There is also a lot of discussion about certain historical events that shaped this mistrust, so another thing that we need to do when we talk about mistrust is to actually situate it within an empirical framework. We don’t have a sense of how many people feel this way. Is it general to all health care systems? All kinds of research? We need a better sense of what this mistrust actually looks like for African Americans, and I just secured funding for a new study to actually measure this.

USC: How are you gathering data?

KL: This study will be survey-based. I am first conducting a comparative effectiveness trial, in order to increase Alzheimer’s disease knowledge and get a sense of attitudes surrounding participation in clinical research. I am using a battery instrument to measure cultural mistrust — or the extent to which participants trust or do not trust people outside of their culture — and their attitudes around that notion.

Then, we’re not just looking at mistrust in health care but also cultural mistrust in a broader sense. Certain events and atrocities that have happened to African Americans can, of course, make them weary in terms of participating in clinical research. They may also be concerned about participating in clinical research simply due to a lack of knowledge, mythology around clinical research, and their own negative life experiences.

USC: How has this cultural mistrust perpetuated disparities in health, particularly when it comes to clinical trial recruitment?

KL:  I think that when you look at the health care system overall, you can see where there might be some concern about whether or not African Americans are getting access to high-quality care. Are they being offered the full range of options available to treat their condition? Studies have shown that African Americans with diabetes are more likely to have their limbs amputated rather than being offered alternative, less drastic treatments that are recommended but also more expensive.

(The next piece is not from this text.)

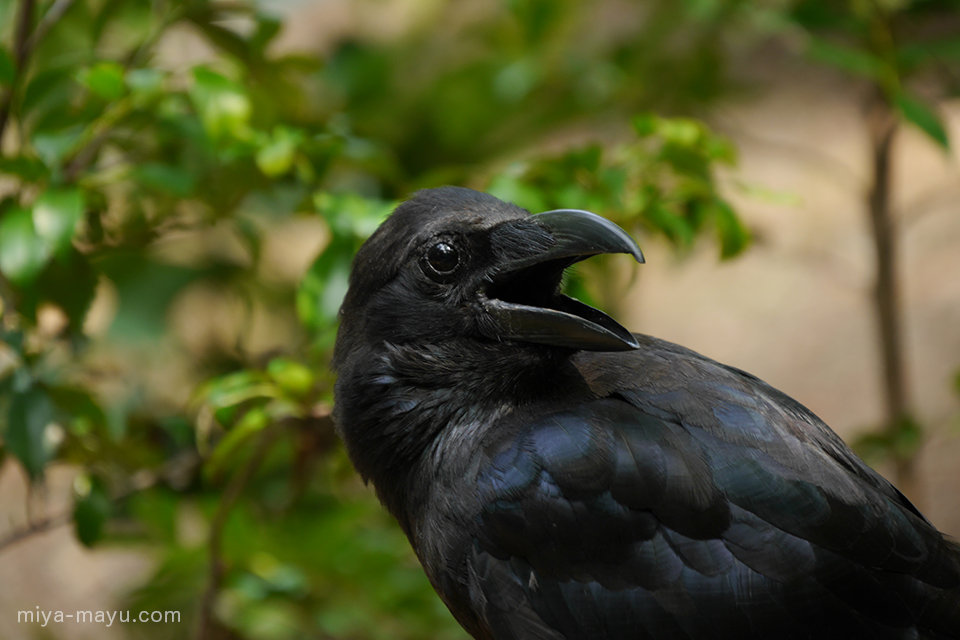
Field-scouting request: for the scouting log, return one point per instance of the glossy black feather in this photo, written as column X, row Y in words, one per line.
column 553, row 493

This is also true for mental health conditions — African-American men are less likely to be diagnosed with more common mental health conditions like depression, and instead are more likely to be falsely diagnosed with more severe conditions like schizophrenia. Many African Americans with a mental health condition are simply not diagnosed at all. As a result, they remain untreated or are less likely to receive standard treatments for certain conditions, giving way to more side effects. A recent study from medical researchers showed that African-American children are less likely to receive the same level of pain medications as white children. This could stem from the old myths that African Americans don’t feel pain or other beliefs based on racist notions. These are the same types of beliefs that led to the Tuskegee Syphilis Study, where it was assumed that syphilis didn’t affect black bodies in the same way that it affects white bodies because they are somehow biologically different.

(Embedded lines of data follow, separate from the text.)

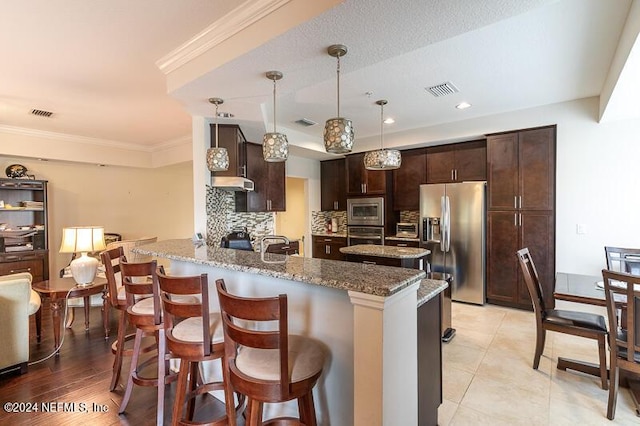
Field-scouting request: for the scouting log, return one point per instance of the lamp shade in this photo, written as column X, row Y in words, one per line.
column 80, row 239
column 217, row 159
column 382, row 159
column 338, row 135
column 275, row 147
column 83, row 239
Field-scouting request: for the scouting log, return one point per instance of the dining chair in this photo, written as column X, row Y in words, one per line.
column 267, row 364
column 623, row 259
column 622, row 291
column 583, row 324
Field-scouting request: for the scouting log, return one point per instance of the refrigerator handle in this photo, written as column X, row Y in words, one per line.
column 443, row 229
column 447, row 226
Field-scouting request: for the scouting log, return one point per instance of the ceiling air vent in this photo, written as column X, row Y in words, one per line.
column 41, row 113
column 442, row 89
column 305, row 122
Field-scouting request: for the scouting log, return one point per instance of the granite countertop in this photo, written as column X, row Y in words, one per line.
column 329, row 234
column 349, row 276
column 385, row 251
column 429, row 289
column 394, row 238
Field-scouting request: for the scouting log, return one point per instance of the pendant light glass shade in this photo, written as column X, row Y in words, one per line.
column 217, row 158
column 275, row 146
column 382, row 159
column 338, row 131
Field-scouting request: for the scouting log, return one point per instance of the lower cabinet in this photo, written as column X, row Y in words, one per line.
column 508, row 232
column 328, row 247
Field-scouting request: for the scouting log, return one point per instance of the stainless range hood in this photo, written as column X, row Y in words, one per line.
column 232, row 183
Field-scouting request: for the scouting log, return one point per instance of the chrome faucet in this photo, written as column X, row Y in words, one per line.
column 263, row 247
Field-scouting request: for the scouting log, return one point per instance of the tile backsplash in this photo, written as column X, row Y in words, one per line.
column 222, row 218
column 320, row 219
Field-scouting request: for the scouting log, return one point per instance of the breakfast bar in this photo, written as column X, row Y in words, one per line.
column 365, row 315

This theme of being overtreated, undertreated, or not treated at all creates mistrust that has persisted from research in the 1800s all the way to today, because this feeling is grounded in real-life experiences.

USC: Could you talk about the USC pilot program that has been launched to address this issue and the role that technology will play in the clinical recruitment process?

KL: The overall goal is to find a low-cost, scalable way of increasing Alzheimer’s disease knowledge in African Americans.

When we work with adult children and their parents, they’re often in crisis mode and have a lack of knowledge and awareness about Alzheimer’s. For many, it’s too late to take advantage of mitigating treatment because their conditions have become too severe. The idea behind this project is to increase awareness of Alzheimer's in an innovative, interesting, and engaging way, through talk shows and simple daily text messages.

We hope to see if different types of text messages can actually translate into increased knowledge and awareness, while also properly gauging people’s attitudes and beliefs around clinical research. We want to see if people will have more positive views about research after this intervention.

USC: Do you foresee this approach being applied beyond the clinical recruitment setting?

KL: I do. If the text messaging aspect of this intervention is effective, assuming that African Americans have widespread access to smartphones and that older people use text messaging, then it can be used to help patients understand a host of other conditions and help with disease management — whether it’s diabetes or hypertension or simply their daily physical activity. The idea of implementing a low-cost, accessible tool to encourage and promote health is useful regardless of the condition.